Translating complex data for diverse teams

The translation of complex biological information across functional boundaries is a prominent challenge in collaborative science. “The central challenge in translating complex biological data for cross-functional teams lies not in the science itself, but in bridging fundamental gaps in language, objectives, and time,” Tejomurthula notes. She addresses these gaps by translating findings into actionable, operational language and framing communications around clearly defined decision points.

“My approach is threefold: pre-translate findings for each audience, combat data overwhelm by leading with action-oriented recommendations, and align timelines by defining decision points upfront,” she says. The focus on actionable insight reflects wider adoption of impact evaluation models in translational science, which seek to ensure data is both accessible and decision-relevant for multi-disciplinary teams.
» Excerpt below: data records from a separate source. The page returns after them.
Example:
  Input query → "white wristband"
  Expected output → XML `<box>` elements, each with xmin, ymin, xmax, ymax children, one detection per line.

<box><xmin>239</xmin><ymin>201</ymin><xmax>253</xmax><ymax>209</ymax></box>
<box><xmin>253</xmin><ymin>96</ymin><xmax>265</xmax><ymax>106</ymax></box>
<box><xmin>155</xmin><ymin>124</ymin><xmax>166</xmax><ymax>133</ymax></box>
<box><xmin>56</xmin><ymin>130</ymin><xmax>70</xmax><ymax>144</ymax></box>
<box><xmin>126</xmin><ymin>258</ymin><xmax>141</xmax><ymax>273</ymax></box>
Envisioning the future translational scientist

Looking forward, Tejomurthula sees her role evolving beyond bridging science and application to architecting integrated research frameworks that blur these boundaries. “My goal is to design and lead research frameworks where the distinction between discovery and translation is intentionally blurred, creating a continuous, iterative loop from mechanistic insight to validated utility.” She aims to combine experimental biology, AI-driven modeling, and collaborative data systems.

“A critical part of my evolving role will be mentoring the next generation of scientists in the translational mindset,” she adds. This ambition reflects industry trends toward mentorship for hybrid, cross-disciplinary scientists and stakeholder engagement strategies that help align innovation with practical needs.

Tejomurthula’s career reflects the changing landscape of modern life sciences, where translation is both the goal and the process. By integrating deep academic rigor with real-world application, she demonstrates the value of navigating between foundational discovery and practical solutions—a capability shared by a new generation of scientists working to advance health, energy, and environmental outcomes through seamless, cross-sector collaboration.